Zehra Doğan è una giovane artista e giornalista turca che nel marzo del 2017 è stata condannata a due anni, 9 mesi e 22 giorni di carcere per aver realizzato un dipinto in cui delle bandiere turche svettano vittoriose sulle rovine di Nusaybin, città al confine con la Siria, colpita duramente tra il 2015 e il 2016 durante un conflitto tra i militanti curdi e l’esercito turco.
La storia di Zehra Doğan è stata riportata al centro del dibattito pubblico grazie a Banksy, il più famoso street artist contemporaneo, che ha realizzato a Manhattan un murale lungo più di venti metri per protestare contro la reclusione dell’artista turca.
Il murale è apparso a New York alla metà di marzo ed è stato realizzato in collaborazione con Borf; la sera di giovedì 15 marzo il dipinto per cui Zehra Doğan è stata condannata è stato proiettato sopra al murale.
Banksy, di cui ancora non si conosce la reale identità, ha dichiarato al New York Times di essersi sentito veramente dispiaciuto per la giornalista turca; secondo l’artista alcune delle sue opere avrebbero infatti maggiormente meritato una condanna rispetto al dipinto della Doğan. Anche Borf, nome d’arte di John Tsombikos, è stato altrettanto toccato dalla storia dell’artista; lo street artist americano era a sua volta stato incarcerato nel 2005, con l’accusa di vandalismo, proprio a causa della sua arte.

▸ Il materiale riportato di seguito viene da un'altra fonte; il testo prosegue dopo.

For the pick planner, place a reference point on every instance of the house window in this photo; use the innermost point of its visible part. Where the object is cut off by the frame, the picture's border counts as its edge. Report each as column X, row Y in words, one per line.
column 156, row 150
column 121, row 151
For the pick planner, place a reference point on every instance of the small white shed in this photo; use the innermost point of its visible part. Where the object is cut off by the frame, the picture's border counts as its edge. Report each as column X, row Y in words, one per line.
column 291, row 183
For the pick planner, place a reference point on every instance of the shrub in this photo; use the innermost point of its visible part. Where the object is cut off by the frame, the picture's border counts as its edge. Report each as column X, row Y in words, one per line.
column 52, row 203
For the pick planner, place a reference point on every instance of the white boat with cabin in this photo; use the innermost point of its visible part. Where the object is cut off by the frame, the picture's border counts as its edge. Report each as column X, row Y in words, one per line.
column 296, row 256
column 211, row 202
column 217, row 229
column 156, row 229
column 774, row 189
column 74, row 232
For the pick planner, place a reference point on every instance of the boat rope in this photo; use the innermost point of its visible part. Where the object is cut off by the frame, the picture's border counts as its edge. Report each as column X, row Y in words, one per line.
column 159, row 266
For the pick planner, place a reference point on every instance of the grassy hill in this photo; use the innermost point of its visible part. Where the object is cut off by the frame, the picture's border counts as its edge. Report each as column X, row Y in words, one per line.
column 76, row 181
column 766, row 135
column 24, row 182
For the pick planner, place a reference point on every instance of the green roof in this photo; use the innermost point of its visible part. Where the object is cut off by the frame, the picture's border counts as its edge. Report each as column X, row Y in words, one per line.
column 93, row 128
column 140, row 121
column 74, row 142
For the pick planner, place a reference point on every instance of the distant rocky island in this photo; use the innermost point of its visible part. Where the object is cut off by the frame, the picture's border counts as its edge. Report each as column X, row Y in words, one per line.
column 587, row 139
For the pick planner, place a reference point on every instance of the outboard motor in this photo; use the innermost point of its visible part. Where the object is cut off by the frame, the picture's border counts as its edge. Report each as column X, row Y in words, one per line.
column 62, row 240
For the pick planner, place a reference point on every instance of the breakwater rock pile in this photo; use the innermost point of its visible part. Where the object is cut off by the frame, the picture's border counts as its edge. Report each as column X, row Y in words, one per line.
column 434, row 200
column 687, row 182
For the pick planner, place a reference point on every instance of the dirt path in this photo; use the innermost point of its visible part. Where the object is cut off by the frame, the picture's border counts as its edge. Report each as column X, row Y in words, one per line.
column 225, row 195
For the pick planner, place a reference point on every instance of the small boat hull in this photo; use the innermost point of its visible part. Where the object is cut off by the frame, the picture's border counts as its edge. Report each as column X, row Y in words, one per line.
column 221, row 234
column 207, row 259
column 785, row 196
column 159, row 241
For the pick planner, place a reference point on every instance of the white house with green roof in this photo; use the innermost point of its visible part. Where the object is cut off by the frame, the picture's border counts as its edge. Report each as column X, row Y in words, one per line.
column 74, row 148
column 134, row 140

Già un altro artista, che ha personalmente vissuto l’esperienza della reclusione, si era esposto nel novembre scorso in difesa di Zehra Doğan, ovvero il cinese Ai Weiwei, il quale aveva scritto una lettera aperta indirizzata all’artista turca. Anch’egli proviene da un paese in cui, come nella Turchia di Erdoğan, la libertà d’espressione non è un diritto acquisito. Per la sua aperta opposizione al regime l’attivista e artista cinese era stato recluso dal 2 aprile al 22 giugno 2011, scatenando proteste e indignazione in tutto il mondo occidentale.

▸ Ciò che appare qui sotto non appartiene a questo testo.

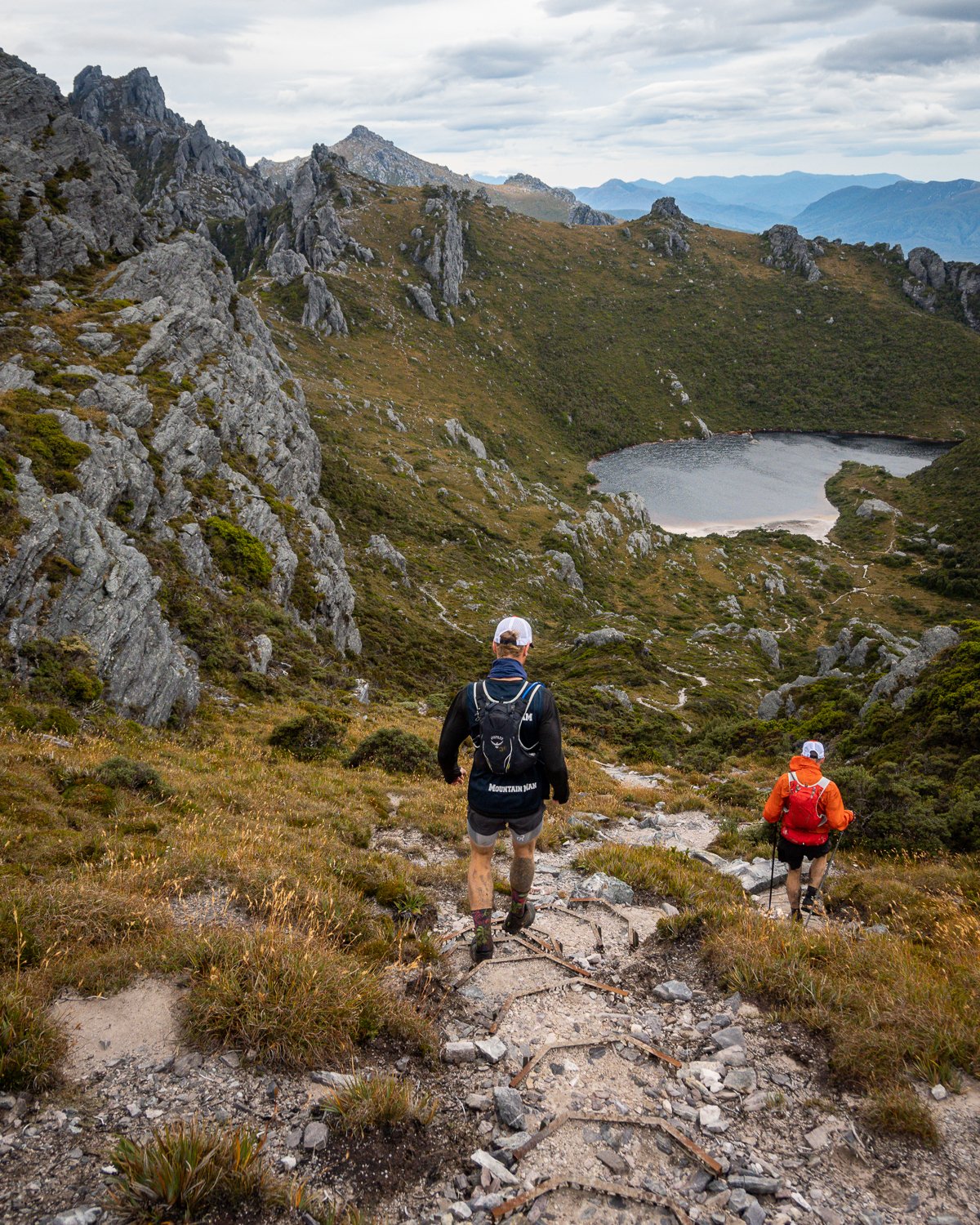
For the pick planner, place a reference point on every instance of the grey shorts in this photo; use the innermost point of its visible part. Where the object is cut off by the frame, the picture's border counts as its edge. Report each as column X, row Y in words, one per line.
column 483, row 831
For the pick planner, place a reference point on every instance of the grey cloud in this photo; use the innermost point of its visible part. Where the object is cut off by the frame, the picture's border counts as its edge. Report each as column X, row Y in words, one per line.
column 566, row 7
column 492, row 60
column 942, row 10
column 903, row 51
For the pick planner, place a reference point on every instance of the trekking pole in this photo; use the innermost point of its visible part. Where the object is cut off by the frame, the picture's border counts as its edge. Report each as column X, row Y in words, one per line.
column 772, row 866
column 840, row 837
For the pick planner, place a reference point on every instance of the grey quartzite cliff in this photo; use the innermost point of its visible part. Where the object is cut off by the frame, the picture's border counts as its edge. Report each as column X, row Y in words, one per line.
column 234, row 413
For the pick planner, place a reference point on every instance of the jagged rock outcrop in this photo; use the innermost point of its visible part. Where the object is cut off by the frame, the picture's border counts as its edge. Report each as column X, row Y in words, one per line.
column 421, row 298
column 670, row 240
column 372, row 156
column 767, row 644
column 791, row 252
column 184, row 176
column 110, row 602
column 872, row 507
column 904, row 659
column 323, row 311
column 561, row 566
column 585, row 215
column 64, row 190
column 443, row 255
column 463, row 438
column 201, row 330
column 279, row 174
column 668, row 208
column 381, row 548
column 898, row 681
column 531, row 183
column 930, row 274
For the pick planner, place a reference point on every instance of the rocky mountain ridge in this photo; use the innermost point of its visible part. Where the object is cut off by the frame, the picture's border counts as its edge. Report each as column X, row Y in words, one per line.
column 374, row 157
column 217, row 487
column 189, row 424
column 183, row 176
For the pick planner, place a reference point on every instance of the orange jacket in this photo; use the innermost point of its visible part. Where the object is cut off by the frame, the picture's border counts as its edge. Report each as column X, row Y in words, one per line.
column 808, row 771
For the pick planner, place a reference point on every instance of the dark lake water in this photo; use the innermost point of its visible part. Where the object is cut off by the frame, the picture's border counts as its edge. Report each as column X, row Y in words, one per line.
column 733, row 482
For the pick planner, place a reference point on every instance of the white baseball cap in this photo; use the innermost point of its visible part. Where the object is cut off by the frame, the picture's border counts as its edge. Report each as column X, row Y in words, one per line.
column 516, row 625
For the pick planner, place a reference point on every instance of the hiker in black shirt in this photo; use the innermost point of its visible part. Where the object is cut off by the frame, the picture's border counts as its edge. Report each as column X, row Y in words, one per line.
column 529, row 767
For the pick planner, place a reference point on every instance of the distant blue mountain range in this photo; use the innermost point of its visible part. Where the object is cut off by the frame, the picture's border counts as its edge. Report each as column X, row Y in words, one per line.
column 942, row 216
column 746, row 201
column 858, row 208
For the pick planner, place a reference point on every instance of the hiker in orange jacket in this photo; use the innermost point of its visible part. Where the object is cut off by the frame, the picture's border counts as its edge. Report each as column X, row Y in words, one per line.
column 808, row 808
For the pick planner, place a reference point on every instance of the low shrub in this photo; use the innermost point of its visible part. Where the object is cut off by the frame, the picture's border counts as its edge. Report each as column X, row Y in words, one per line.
column 238, row 553
column 31, row 1044
column 898, row 1111
column 399, row 752
column 377, row 1102
column 887, row 1007
column 293, row 1000
column 61, row 671
column 132, row 777
column 309, row 737
column 188, row 1170
column 666, row 874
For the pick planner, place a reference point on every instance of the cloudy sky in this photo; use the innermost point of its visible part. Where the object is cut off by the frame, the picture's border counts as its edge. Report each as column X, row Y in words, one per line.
column 575, row 91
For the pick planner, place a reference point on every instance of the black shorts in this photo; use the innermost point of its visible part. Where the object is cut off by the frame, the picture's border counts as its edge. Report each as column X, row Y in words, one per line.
column 793, row 854
column 483, row 830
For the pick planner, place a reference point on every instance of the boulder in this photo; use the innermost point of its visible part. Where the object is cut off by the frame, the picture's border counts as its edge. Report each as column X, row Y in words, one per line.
column 609, row 889
column 874, row 506
column 904, row 671
column 607, row 637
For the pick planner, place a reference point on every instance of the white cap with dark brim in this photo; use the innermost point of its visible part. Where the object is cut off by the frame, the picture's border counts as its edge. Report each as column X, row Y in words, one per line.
column 517, row 626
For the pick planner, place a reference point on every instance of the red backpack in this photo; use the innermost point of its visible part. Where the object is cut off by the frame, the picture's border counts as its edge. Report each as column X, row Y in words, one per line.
column 801, row 820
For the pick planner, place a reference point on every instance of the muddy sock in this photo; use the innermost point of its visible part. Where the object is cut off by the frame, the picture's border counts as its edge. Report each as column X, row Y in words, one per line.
column 522, row 876
column 482, row 920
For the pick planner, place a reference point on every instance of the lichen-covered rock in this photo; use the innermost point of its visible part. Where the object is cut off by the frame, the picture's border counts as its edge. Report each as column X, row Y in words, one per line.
column 70, row 193
column 929, row 274
column 184, row 174
column 323, row 311
column 463, row 438
column 423, row 299
column 110, row 602
column 898, row 680
column 585, row 215
column 445, row 264
column 791, row 252
column 874, row 506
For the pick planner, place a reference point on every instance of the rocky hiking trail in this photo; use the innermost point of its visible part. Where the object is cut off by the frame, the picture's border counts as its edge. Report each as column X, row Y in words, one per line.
column 588, row 1072
column 615, row 1083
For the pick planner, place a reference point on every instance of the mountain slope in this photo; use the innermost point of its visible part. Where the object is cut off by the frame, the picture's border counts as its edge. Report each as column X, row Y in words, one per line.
column 942, row 216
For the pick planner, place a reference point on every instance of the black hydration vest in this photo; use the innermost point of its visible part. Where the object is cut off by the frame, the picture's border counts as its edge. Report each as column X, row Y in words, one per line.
column 500, row 722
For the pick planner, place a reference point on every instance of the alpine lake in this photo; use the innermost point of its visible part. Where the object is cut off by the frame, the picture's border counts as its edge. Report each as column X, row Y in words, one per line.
column 729, row 483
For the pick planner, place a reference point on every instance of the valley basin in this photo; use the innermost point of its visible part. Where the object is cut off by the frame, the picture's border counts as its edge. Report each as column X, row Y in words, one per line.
column 734, row 482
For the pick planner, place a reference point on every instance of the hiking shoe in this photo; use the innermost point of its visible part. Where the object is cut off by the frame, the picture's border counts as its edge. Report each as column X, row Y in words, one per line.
column 512, row 924
column 479, row 952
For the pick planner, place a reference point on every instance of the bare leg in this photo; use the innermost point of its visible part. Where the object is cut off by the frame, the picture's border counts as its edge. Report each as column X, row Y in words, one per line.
column 816, row 871
column 522, row 870
column 480, row 877
column 793, row 889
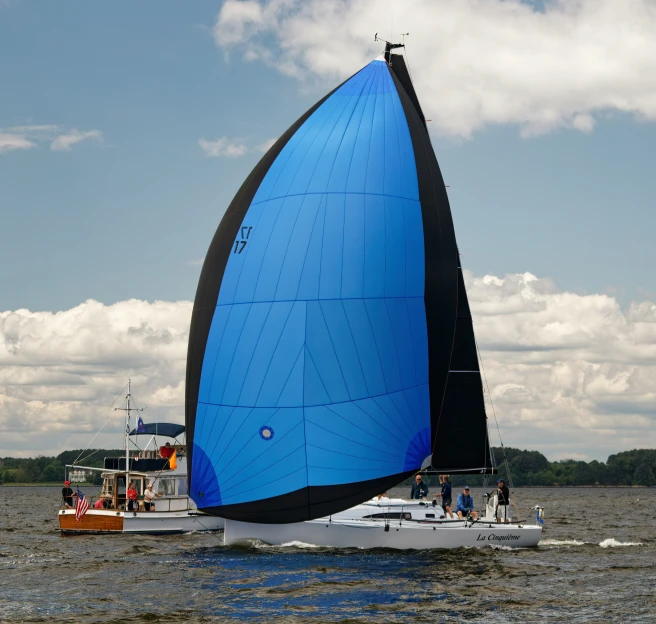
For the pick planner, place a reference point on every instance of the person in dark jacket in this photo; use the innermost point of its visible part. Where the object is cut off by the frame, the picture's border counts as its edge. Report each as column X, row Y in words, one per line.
column 446, row 495
column 503, row 500
column 465, row 505
column 67, row 494
column 419, row 488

Ma con il loro murale Banksy e Borf non hanno riportato al centro del dibattito mediatico solamente la storia di una giovane donna, una dei tanti giornalisti turchi ingiustamente incarcerati negli ultimi anni sotto il regime di Erdoğan, ma anche l’importanza che la libertà d’espressione riveste nella società. Si osservi infatti il murale di Manhattan: gli artisti hanno disegnato tante sbarre in successione, come ad indicare delle sbarre di una prigione e, dietro ad una di queste celle, appare proprio il viso di Zehra Doğan. Con le mani stringe le sbarre della sua cella, solo in un secondo tempo si nota però che ciò che tiene nella mano sinistra non è una sbarra ma una matita.
Sembra tenerla sollevata in aperto atteggiamento di sfida: l’artista oggi è in prigione ma il suo disegno è conosciuto in tutto il mondo. Perché in fondo non sono ancora riusciti a farla tacere, ma con il suo arresto hanno invece dato maggiore risonanza al suo messaggio.

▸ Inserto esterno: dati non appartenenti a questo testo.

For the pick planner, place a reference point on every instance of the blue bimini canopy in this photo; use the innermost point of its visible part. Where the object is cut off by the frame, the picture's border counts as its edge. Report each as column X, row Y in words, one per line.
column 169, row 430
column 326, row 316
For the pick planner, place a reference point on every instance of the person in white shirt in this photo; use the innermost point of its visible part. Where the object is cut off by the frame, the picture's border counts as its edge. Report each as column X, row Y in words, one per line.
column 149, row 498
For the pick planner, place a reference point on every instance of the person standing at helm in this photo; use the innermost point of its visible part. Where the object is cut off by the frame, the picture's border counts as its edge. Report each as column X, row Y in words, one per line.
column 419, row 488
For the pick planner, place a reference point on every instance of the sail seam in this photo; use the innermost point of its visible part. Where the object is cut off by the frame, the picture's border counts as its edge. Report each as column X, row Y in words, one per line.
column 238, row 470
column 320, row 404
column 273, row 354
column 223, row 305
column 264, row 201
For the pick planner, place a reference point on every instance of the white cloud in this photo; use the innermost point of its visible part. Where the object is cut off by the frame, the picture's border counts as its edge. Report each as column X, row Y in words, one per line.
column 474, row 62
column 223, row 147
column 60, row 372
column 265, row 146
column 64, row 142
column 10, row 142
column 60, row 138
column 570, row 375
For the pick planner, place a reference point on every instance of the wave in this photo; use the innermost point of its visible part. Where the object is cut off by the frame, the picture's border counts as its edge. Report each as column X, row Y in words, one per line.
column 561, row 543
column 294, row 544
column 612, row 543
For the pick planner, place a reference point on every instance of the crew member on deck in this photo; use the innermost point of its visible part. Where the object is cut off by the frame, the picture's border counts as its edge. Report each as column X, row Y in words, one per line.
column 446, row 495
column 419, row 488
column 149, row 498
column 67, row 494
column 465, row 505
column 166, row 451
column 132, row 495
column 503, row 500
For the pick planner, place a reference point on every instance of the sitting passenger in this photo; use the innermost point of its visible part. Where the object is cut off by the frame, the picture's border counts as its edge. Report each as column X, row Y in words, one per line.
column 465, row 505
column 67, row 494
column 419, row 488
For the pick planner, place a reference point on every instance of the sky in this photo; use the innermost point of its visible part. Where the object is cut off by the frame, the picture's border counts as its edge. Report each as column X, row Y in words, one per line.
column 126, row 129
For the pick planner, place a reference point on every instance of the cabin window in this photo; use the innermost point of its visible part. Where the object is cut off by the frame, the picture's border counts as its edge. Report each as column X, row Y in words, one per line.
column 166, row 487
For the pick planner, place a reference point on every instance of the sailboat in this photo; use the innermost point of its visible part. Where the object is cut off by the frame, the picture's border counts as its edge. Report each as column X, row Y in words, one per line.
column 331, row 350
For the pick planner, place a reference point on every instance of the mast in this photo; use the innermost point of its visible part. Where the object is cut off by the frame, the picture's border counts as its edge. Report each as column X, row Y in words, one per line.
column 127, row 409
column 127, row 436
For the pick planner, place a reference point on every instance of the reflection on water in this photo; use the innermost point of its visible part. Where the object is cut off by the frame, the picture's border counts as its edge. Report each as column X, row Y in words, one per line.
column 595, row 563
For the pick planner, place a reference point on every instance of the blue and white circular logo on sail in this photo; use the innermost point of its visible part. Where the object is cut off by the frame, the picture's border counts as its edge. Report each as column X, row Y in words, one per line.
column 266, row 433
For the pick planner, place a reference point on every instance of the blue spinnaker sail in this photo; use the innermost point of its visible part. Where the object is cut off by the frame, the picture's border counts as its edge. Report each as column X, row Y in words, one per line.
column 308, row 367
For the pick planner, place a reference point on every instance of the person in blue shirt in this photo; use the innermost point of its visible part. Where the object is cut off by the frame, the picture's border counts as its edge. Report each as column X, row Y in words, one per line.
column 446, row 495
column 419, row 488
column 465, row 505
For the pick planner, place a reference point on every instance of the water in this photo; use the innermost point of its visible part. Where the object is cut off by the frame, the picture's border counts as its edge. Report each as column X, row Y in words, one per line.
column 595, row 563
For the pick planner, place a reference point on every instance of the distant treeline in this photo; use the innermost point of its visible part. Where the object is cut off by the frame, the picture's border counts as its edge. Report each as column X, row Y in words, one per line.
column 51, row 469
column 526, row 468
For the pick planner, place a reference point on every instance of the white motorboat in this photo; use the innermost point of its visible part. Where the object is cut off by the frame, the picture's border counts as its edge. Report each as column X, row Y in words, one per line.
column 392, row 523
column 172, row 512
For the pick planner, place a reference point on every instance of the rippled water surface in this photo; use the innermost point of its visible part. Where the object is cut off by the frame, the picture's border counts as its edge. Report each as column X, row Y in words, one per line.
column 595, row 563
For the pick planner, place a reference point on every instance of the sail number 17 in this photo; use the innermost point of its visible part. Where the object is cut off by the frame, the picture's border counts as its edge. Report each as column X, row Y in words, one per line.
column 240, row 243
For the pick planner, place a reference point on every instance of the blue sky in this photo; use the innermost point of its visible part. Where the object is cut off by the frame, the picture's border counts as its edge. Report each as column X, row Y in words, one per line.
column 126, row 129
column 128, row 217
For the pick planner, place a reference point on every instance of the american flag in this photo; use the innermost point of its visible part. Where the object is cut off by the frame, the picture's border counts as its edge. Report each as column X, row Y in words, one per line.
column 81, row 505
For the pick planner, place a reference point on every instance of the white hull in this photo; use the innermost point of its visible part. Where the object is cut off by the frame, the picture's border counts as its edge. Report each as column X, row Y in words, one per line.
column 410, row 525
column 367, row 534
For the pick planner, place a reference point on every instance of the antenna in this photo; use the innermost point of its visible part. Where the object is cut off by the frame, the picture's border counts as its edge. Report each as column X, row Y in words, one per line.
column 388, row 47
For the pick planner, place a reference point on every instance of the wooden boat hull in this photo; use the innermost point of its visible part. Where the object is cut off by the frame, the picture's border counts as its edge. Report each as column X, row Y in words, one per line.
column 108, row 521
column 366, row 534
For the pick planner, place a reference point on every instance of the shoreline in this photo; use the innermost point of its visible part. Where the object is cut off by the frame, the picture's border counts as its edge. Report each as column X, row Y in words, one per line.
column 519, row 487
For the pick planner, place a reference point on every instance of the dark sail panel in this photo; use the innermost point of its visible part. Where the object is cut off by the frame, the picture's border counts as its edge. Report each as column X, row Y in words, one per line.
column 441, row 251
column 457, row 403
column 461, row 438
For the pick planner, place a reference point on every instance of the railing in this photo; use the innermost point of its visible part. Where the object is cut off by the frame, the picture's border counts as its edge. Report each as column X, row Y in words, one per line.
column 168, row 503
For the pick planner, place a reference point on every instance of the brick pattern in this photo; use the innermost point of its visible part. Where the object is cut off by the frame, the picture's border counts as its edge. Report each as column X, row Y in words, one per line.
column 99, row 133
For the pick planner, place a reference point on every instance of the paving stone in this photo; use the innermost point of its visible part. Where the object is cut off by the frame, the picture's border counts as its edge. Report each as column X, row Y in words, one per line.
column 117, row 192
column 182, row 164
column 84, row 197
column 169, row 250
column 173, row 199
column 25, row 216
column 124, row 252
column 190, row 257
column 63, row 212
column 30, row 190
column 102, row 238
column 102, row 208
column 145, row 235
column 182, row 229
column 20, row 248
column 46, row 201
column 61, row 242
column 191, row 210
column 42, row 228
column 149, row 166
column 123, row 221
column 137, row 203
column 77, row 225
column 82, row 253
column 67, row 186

Si noti infine come negli ultimi anni la matita sia divenuta un simbolo per evocare la libertà d’espressione, dall’attacco a Charlie Hebdo alle stragi di Parigi, a Zehra Doğan. Perché nemmeno qui in occidente può essere percepito come un diritto acquisito, ma necessità invece di una continua ed incessante difesa. E forse è proprio questo che vuole comunicarci Banksy con il suo nuovo murale.